In web applications, you can set the type attribute of the<script>tag to module, so that the browser will recognize the introduced script as a JS module.
The browser recognizes the typ=”module” attribute and ignores scripts with the nomodule attribute set. This means that you can provide JS module based code to browsers that support module loading, while causing browsers that do not support module loading to fall back to normal JavaScript script mode.
If in terms of performance, this ability to distinguish scripts is surprisingly useful.
Think about it: Only modern browsers support modules. If a browser can recognize your module code, it must also support new JavaScript features before the modularity standard, such as arrow functions and async await.
You don’t need to compile code written with new features anymore! Can provide modern browsers with smaller, largely non recompiled code. Only browsers that do not support module loading will request scripts to set the nomodule.
The difference between JS modules and regular JavaScript scripts specific to browser environments
As mentioned earlier, JS module loading is different from regular JS loading.
We have listed some platform agnostic differences above, and they also have some differences in the browser environment.
As mentioned earlier, JS module loading is different from regular JS loading.
We have listed some platform agnostic differences above, and they also have some differences in the browser environment.
For example, a JS module will only be parsed and executed once by the browser, while a regular JS script will parse and execute it every time it is introduced through<script>.
Moreover, JS module scripts and dependencies have cross domain limitations, which means that any cross domain JS module script must have the correct HTTP header information. For example: Access Control Allow Origin: *. And regular JavaScript scripts do not have these limitations.

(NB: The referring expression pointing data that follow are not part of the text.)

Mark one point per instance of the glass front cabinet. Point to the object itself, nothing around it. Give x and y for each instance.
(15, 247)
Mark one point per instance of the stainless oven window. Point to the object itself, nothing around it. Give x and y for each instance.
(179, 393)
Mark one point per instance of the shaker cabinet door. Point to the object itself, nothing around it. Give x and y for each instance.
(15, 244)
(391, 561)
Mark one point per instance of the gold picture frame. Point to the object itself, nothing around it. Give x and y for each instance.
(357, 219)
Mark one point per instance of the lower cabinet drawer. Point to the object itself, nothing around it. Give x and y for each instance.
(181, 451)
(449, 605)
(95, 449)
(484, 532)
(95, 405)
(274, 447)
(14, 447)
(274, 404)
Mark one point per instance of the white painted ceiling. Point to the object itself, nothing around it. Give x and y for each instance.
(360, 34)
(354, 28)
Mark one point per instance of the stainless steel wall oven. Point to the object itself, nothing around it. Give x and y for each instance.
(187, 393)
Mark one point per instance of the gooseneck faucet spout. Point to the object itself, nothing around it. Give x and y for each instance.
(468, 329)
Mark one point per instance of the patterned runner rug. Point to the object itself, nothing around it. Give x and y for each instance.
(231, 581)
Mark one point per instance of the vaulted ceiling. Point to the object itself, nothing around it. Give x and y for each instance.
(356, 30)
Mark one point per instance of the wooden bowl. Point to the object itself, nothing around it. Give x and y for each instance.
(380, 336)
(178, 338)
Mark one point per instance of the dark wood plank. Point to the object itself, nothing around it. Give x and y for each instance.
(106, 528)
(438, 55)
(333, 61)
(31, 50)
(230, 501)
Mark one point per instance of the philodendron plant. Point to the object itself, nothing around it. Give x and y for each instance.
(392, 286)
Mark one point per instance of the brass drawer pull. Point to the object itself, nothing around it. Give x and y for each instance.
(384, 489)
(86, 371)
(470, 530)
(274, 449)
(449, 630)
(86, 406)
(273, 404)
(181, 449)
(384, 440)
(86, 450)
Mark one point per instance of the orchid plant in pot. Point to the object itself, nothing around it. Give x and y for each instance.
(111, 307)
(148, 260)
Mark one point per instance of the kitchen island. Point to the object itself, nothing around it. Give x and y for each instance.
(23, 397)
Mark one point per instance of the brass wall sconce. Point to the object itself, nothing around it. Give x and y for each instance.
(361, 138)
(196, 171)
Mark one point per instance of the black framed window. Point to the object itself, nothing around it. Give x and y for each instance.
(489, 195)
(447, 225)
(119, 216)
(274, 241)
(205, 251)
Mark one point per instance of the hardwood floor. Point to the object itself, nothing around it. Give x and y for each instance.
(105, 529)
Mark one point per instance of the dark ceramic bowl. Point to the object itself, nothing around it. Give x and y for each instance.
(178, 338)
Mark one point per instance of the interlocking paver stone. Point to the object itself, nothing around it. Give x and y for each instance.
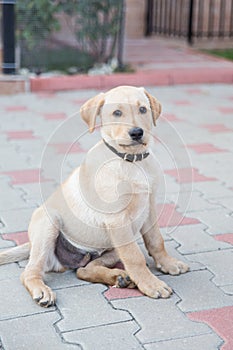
(159, 325)
(220, 263)
(218, 221)
(15, 220)
(85, 306)
(33, 332)
(206, 341)
(195, 239)
(197, 291)
(115, 336)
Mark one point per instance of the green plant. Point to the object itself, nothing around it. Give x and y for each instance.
(35, 20)
(225, 53)
(96, 25)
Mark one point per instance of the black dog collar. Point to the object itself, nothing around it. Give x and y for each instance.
(128, 156)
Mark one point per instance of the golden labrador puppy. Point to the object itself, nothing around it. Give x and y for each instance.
(94, 219)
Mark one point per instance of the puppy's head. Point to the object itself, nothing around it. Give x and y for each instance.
(127, 114)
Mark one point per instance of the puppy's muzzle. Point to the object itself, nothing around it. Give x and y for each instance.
(136, 134)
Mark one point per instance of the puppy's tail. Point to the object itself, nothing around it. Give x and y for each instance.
(15, 254)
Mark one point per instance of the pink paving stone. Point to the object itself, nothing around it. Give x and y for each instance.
(220, 320)
(168, 216)
(18, 237)
(67, 148)
(45, 94)
(121, 293)
(185, 175)
(182, 102)
(226, 110)
(80, 101)
(216, 128)
(226, 237)
(16, 108)
(205, 148)
(25, 176)
(55, 116)
(194, 91)
(170, 117)
(20, 135)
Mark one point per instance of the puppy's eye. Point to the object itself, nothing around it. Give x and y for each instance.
(117, 113)
(142, 110)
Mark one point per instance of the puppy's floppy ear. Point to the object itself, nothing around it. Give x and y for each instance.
(155, 106)
(91, 109)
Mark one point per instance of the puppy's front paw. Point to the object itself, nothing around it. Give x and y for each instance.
(172, 266)
(155, 288)
(44, 296)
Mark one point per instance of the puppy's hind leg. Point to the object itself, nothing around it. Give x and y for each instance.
(43, 232)
(100, 271)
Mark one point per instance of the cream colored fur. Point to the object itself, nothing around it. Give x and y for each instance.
(105, 205)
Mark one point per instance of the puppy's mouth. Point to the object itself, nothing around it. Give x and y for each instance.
(133, 143)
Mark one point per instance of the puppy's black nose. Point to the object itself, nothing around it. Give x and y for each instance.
(136, 133)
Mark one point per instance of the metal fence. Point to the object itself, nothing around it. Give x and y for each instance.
(191, 19)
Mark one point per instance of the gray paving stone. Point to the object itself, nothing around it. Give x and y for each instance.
(225, 202)
(19, 302)
(9, 271)
(11, 159)
(206, 341)
(220, 263)
(171, 247)
(192, 203)
(218, 221)
(213, 189)
(197, 291)
(35, 193)
(85, 306)
(33, 332)
(16, 220)
(155, 320)
(115, 336)
(194, 239)
(218, 166)
(228, 289)
(5, 243)
(11, 198)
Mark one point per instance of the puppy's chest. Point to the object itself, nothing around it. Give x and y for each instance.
(116, 179)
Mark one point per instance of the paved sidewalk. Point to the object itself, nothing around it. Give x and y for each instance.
(194, 149)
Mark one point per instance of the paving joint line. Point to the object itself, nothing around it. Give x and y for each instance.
(60, 334)
(132, 318)
(182, 338)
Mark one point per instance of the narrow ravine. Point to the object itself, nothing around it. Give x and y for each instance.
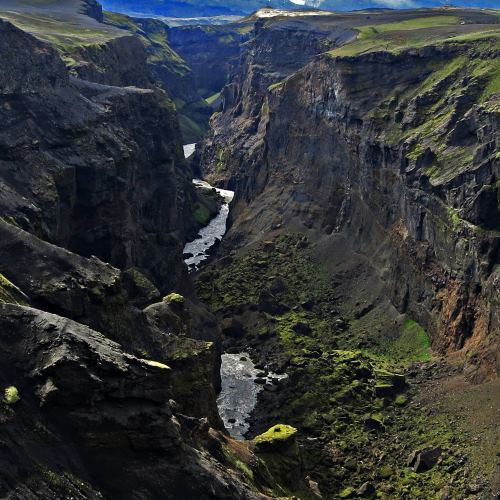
(241, 381)
(197, 250)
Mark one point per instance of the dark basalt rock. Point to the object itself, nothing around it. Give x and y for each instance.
(100, 413)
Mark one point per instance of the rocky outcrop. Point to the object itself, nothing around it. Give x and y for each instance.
(339, 149)
(70, 154)
(99, 397)
(212, 52)
(105, 425)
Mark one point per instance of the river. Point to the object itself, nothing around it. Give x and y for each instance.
(215, 230)
(241, 381)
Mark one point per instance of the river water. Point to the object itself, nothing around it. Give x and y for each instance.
(238, 396)
(215, 230)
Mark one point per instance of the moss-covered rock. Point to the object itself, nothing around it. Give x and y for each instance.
(11, 395)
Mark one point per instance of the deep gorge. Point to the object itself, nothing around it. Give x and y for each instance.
(350, 289)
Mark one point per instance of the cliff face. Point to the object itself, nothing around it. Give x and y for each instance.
(393, 153)
(71, 153)
(212, 52)
(106, 390)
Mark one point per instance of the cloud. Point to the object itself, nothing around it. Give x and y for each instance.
(396, 4)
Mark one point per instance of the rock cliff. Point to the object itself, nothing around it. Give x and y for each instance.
(106, 390)
(395, 139)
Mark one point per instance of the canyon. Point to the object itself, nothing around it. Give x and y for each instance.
(323, 322)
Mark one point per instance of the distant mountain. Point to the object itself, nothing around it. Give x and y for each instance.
(194, 8)
(201, 8)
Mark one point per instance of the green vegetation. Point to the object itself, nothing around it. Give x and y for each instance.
(221, 160)
(455, 219)
(212, 99)
(418, 32)
(156, 364)
(278, 432)
(275, 86)
(9, 293)
(413, 344)
(353, 401)
(202, 215)
(11, 395)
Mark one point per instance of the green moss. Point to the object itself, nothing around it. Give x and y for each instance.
(11, 395)
(212, 99)
(455, 219)
(221, 160)
(400, 400)
(348, 492)
(174, 298)
(278, 432)
(412, 344)
(274, 86)
(155, 364)
(202, 215)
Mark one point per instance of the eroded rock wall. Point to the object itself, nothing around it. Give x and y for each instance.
(400, 163)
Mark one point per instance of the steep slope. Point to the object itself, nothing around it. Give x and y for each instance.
(99, 397)
(363, 231)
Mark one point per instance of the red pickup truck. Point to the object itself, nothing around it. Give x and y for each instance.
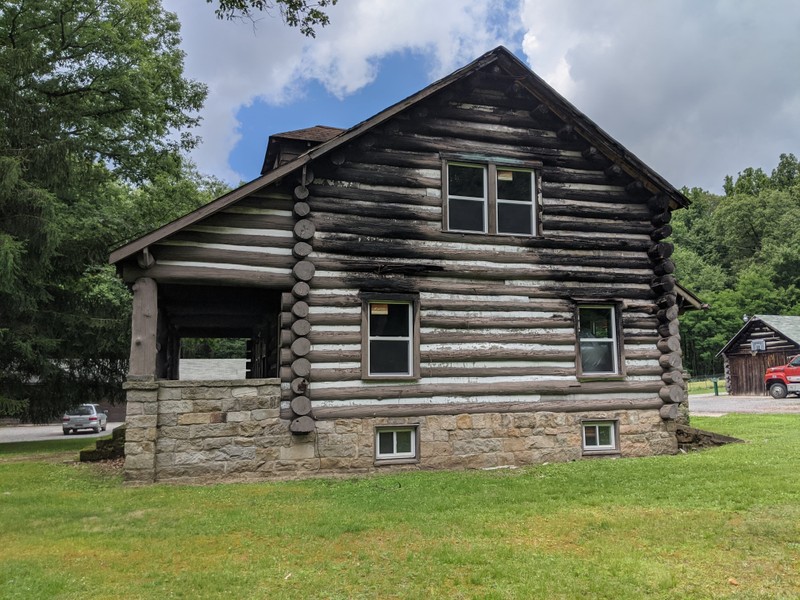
(784, 380)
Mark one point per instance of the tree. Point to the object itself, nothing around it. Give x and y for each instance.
(295, 13)
(94, 101)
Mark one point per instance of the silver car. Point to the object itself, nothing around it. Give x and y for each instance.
(85, 416)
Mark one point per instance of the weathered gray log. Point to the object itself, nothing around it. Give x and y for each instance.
(658, 203)
(671, 393)
(665, 267)
(416, 390)
(301, 289)
(300, 192)
(304, 270)
(301, 250)
(301, 405)
(144, 327)
(668, 314)
(669, 344)
(299, 309)
(301, 327)
(301, 209)
(299, 385)
(301, 347)
(302, 425)
(661, 233)
(666, 300)
(660, 251)
(661, 218)
(301, 367)
(287, 301)
(673, 377)
(590, 153)
(669, 412)
(304, 230)
(547, 405)
(670, 361)
(664, 284)
(669, 329)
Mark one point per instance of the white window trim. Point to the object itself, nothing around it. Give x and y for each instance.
(409, 339)
(613, 339)
(499, 201)
(484, 200)
(600, 448)
(395, 456)
(490, 199)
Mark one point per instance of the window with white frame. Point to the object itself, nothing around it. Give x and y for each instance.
(599, 436)
(597, 340)
(389, 345)
(393, 443)
(490, 198)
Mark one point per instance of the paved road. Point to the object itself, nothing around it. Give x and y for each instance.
(710, 405)
(40, 433)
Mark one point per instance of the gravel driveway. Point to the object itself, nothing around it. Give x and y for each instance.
(708, 405)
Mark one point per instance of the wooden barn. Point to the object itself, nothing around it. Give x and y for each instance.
(474, 277)
(765, 341)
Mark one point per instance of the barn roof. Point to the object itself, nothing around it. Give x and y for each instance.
(506, 60)
(786, 326)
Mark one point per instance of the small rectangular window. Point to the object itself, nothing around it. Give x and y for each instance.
(490, 198)
(466, 198)
(597, 338)
(599, 436)
(392, 443)
(390, 338)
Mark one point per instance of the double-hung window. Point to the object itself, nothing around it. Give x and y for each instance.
(600, 436)
(390, 341)
(490, 198)
(598, 340)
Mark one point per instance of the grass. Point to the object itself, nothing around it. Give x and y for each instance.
(717, 524)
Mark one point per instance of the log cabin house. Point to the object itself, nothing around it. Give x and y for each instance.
(474, 277)
(765, 341)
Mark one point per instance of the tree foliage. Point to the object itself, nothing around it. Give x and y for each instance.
(741, 254)
(295, 13)
(94, 116)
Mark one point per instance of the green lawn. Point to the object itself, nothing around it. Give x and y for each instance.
(716, 524)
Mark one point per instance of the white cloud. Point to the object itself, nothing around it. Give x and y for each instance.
(696, 89)
(242, 62)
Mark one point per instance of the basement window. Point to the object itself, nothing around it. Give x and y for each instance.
(390, 338)
(396, 444)
(489, 198)
(600, 437)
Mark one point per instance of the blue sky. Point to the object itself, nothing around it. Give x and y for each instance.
(696, 89)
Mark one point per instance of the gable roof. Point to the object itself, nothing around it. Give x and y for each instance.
(786, 326)
(526, 78)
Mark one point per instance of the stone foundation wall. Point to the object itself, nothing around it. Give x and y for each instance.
(226, 430)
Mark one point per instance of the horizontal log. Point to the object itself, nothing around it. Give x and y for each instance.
(211, 276)
(669, 344)
(301, 209)
(301, 406)
(420, 390)
(669, 412)
(673, 378)
(302, 425)
(671, 394)
(548, 405)
(327, 375)
(301, 289)
(671, 361)
(304, 230)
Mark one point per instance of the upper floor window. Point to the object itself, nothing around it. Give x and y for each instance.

Another difference is related to the async attribute, which can prevent the download of JavaScript scripts from blocking HTML parsing (like defer), but at the same time, the async attribute also causes the script to execute immediately after loading (defer is executed after HTML parsing is completed), which cannot guarantee the execution order of the script and does not wait for HTML parsing to complete.
The async attribute does not take effect in inline regular JavaScript scripts, but it can take effect in inline JS module mode.